Question to the Department for Education:

To ask the Secretary of State for Education, what (a) steps his Department is taking and (b) incentives his Department is offering to help increase the proportion of male teachers in primary education.


Answered by
Robin Walker Portrait
Robin Walker
This question was answered on 17th November 2021

Schools should reflect society and the communities they serve, and it is important to attract and retain high-skilled, talented men into teaching.

The department does this through effective pay structures and by ensuring teaching remains a financially rewarding career. We remain committed to increasing teacher starting salaries to £30,000 to make teaching an attractive graduate option. While the pay restraint in academic year 2021/22 means we are now delivering this commitment to a revised timescale, the 5.5% uplift to starting pay in September 2020 has already made a substantial difference to the competitiveness of the early career pay offer.

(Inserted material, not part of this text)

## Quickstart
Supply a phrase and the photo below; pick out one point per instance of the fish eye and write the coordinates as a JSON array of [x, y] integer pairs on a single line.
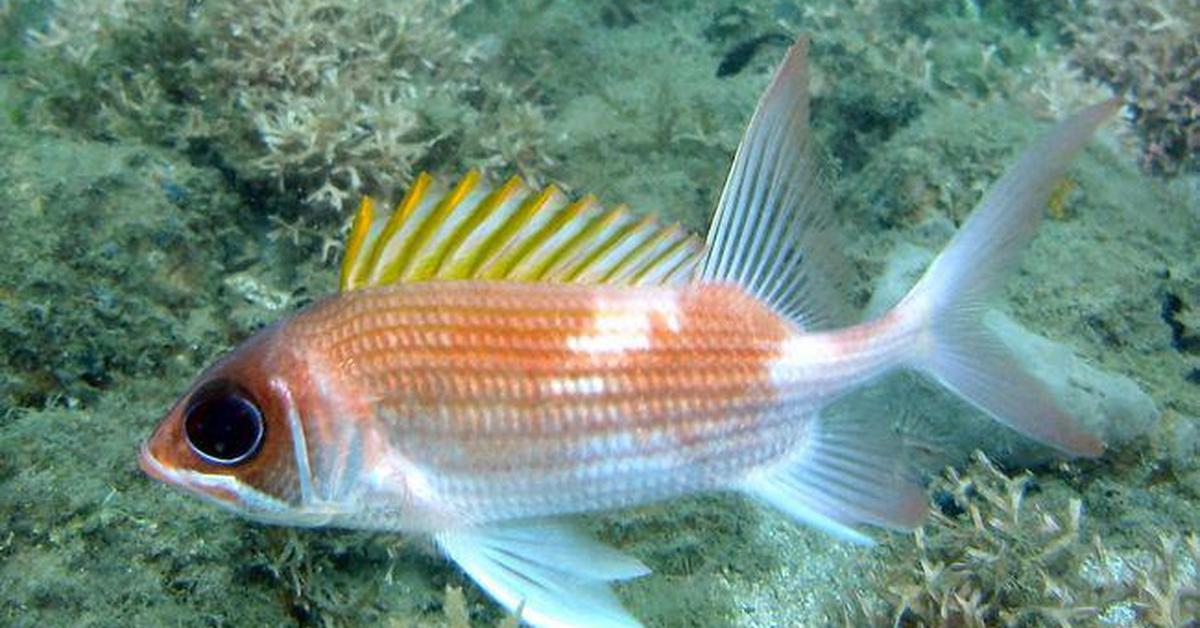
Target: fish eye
[[222, 423]]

The department’s ‘Teaching – Every Lesson Shapes A Life’ recruitment campaign is targeted at audiences of students, recent graduates and potential career changers regardless of gender, and we take every effort to ensure that our advertising is fully reflective of this across the full range of marketing materials we use.

In October, Apply for Teacher Training (Apply), our new application service for initial teacher training (ITT) in England, was rolled out nationally. Apply has been designed to be user-friendly and has been extensively tested with a diverse range of potential applicants, including men, to ensure it helps remove barriers to great teachers applying for ITT courses. Apply will also allow us to collect more data, giving us greater insight into candidate behaviour and the behaviour of providers of teacher training so that the department can identify barriers and work closely with ITT providers to explore, design and test new interventions to recruit more candidates from under-represented backgrounds into the sector.

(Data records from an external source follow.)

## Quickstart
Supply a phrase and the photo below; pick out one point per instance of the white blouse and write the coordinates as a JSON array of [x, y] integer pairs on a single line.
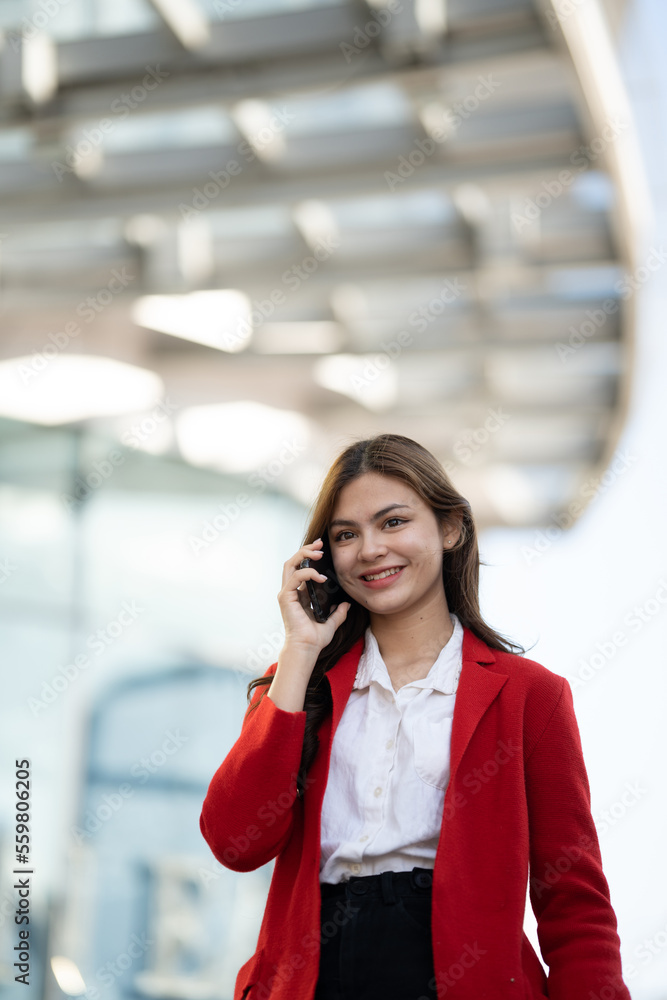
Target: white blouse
[[389, 767]]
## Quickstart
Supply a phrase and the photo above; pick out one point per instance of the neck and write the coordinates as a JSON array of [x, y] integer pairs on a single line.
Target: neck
[[413, 634]]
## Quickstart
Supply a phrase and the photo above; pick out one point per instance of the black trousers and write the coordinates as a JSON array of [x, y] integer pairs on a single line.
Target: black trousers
[[376, 938]]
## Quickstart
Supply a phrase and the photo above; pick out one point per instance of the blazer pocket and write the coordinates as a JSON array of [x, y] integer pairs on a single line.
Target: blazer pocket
[[431, 742]]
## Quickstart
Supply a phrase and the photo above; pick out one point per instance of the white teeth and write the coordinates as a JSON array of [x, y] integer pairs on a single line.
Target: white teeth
[[381, 576]]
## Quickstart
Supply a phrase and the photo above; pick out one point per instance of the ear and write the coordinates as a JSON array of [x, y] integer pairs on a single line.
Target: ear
[[451, 530]]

Alongside a focus on recruitment, it is important we retain male teachers. This will be supported by our work to ensure that all new entrants to teacher training have the best possible start to the early stage of their career, regardless of gender.

World-class programmes developed by the Department for Education to support the school workforce, including our Early Career Framework (ECF) reforms for those at the beginning of careers and National Professional Qualifications (NPQs) to develop our best teaching and leadership talent, is the best training for everyone whatever their background. The ECF reforms provide a funded entitlement for all early career teachers in England to access high quality professional development at the start of their careers. NPQs are now freely available to all teachers in state-funded schools, as well as state-funded 16-19 organisations.